И что теперь, уступать место очередной дурочке, которая сумеет залезть в постель его величества, вовремя уступив его желанию? Жанна поняла, что сделать это просто не сможет по нескольким причинам. Она уже столького добилась не только при короле, но и в Версале! Потратить столько сил в покорении Версаля, вытерпеть столько унижений и пережить столько неприятных минут ради чего? Чтобы все отдать своими руками? Сейчас Жанна прекрасно понимала, почему у Майи не хватило духа уйти от короля, даже когда тот предпочел другую, и почему Лорагэ оставалась даже третьей в постели.
Нет, никакой третьей Жанна быть не собиралась, но задумалась над тем, как сохранить свое место и влияние. В конце концов у нее дочь, и Александрин должна удачно выйти замуж, нельзя, чтобы над ней висело проклятье материнского имени, как когда-то было у самой Жанны. Если для этого придется терпеть в постели у короля очередную Шуазёль, то она вытерпит.
А еще она просто не могла уехать из Версаля и больше не видеть Людовика! Не могла, и все тут. Сердце болело, под глазами легли синяки, все тело охватила слабость, не хотелось ничего, только закрыть глаза и уснуть… навсегда… Если она не нужна Людовику, то не нужна никому. Как тогда жить, зачем? Но сразу приходила мысль о дочери, о том, что ее еще нужно выдать замуж.

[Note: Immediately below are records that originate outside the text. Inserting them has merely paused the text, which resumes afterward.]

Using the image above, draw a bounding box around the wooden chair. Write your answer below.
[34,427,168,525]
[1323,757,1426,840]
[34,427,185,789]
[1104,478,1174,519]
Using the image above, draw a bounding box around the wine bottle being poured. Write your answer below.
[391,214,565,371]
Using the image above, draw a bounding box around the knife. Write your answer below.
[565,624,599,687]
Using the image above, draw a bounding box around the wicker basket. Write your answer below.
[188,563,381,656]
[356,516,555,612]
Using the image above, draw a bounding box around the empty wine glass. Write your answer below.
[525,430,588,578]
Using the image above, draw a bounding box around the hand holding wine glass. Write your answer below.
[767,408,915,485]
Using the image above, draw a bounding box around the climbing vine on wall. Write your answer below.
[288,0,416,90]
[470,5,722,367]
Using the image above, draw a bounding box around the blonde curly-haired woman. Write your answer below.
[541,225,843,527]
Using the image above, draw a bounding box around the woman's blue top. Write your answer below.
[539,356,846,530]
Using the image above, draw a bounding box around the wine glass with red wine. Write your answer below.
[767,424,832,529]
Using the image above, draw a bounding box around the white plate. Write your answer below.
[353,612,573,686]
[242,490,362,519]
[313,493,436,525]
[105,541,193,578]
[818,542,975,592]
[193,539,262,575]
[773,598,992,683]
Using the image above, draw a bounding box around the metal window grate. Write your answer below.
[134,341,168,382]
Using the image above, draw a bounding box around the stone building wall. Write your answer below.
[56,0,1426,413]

Девочке всего восемь, она в монастыре, где учатся и другие девочки лучших фамилий Франции, Александрин общается с отцом, она ни в чем не нуждается… И матери всегда не до нее. Но и мадам Пуассон тоже было не до дочери, ничего, все успела: обучила, воспитала, выдала замуж… И она успеет, только надо что-то решить. А вот что, Жанна не знала сама.
Хуже всего то, что Людовик не приходил проведать, присылал своего камердинера Башелье узнать о здоровье, и все. Это было плохо, очень плохо, это могло означать отставку, опалу, и Жанна пока не могла придумать, как все исправить. Интуиция подсказывала, что спешить не стоит, хотя разум твердил, что нужно немедленно пойти к королю и все выяснить, потребовать… чего потребовать?

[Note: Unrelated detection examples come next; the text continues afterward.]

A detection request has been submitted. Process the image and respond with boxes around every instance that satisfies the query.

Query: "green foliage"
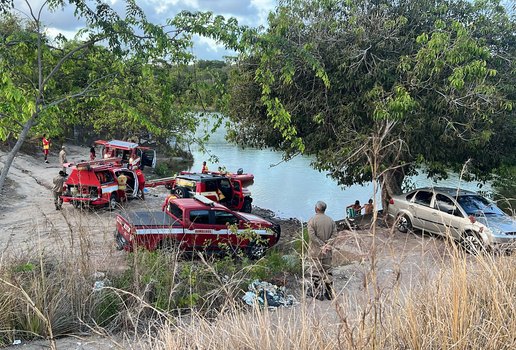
[226,0,516,200]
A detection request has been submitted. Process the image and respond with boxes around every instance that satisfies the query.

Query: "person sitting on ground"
[346,199,362,218]
[364,199,373,215]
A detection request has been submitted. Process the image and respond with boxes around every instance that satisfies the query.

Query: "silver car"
[388,187,516,253]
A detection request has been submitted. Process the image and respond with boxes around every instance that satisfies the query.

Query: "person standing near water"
[201,161,208,174]
[306,201,337,300]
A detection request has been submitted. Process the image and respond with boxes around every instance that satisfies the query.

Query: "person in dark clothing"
[52,170,66,210]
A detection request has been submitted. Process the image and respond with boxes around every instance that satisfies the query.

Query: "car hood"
[477,216,516,234]
[240,212,272,226]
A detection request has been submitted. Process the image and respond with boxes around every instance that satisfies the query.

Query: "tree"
[0,0,179,189]
[227,0,515,207]
[0,0,244,193]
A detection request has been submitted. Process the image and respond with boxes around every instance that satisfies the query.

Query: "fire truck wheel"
[172,187,190,198]
[242,199,253,213]
[108,193,118,210]
[247,242,267,260]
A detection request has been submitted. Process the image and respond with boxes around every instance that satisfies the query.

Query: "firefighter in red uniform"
[133,166,145,200]
[117,173,127,204]
[41,134,50,163]
[201,161,208,174]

Со стороны королевских покоев на лестнице послышались шаги. Она очень хорошо знала эти шаги, это мог быть только Людовик. Но не было сил даже пошевелиться, как сидела в кресле снова с теми же проклятыми письмами в руках, так и осталась сидеть.
Она даже не поднялась навстречу любовнику, только спокойно следила, как он входит в потайную дверь и закрывает ее за собой. Людовик осторожно покосился на фаворитку, начал говорить:
– Мадам, как вы себя чувствуете?
Начал и осекся. Жанна просто протянула ему листы. Ее тонкая красивая рука дрожала, пальцы короля, принявшего письма, тоже дрогнули. Это был решающий миг, Людовик стушевался, но фаворитка не стала ни упрекать, ни даже плакать, она подняла на короля свои удивительные глаза и тихо поинтересовалась:
– Когда мне выезжать из Версаля?
– П-почему выезжать?
– У вас другая…
– Нет, нет! Я пришел сказать, что дарую вам герцогство!

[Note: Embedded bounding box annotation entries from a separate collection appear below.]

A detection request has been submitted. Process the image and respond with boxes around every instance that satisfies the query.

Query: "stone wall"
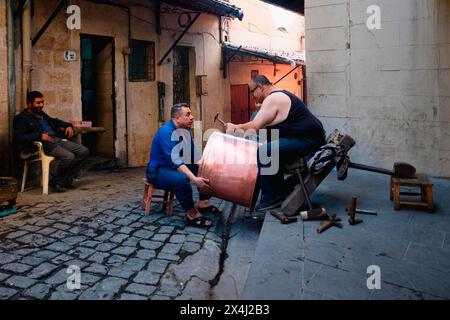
[0,0,9,175]
[305,0,450,176]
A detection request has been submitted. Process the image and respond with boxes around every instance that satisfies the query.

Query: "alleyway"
[0,168,255,300]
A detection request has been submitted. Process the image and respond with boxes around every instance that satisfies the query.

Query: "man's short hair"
[253,74,272,86]
[170,102,189,119]
[27,91,44,103]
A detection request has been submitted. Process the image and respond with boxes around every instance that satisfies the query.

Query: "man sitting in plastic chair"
[14,91,89,192]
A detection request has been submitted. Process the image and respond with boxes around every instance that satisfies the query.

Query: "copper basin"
[199,132,259,208]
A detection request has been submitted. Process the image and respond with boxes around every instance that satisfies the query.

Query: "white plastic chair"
[20,141,55,195]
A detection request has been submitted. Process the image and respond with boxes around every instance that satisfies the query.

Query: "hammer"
[214,112,226,127]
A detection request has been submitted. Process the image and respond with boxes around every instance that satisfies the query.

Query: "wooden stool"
[391,175,434,212]
[141,178,175,217]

Людовик выпалил это, не задумываясь, ничего такого он не предполагал, но не говорить же, чтобы действительно выезжала?
Король не мог себе представить жизнь без маркизы, эти три дня показали, что без нее не просто скучно, а невыносимо, без нее все разваливалось и не собиралось организовываться, беседы не клеились, шутки не смешили, все вокруг страшно надоели и вообще жизнь разваливалась!
– Какое герцогство?
– Я делаю вас герцогиней.
Такого не ожидал никто, даже сама Жанна. Уже приготовившись получить отставку, она вдруг вознеслась выше, чем раньше.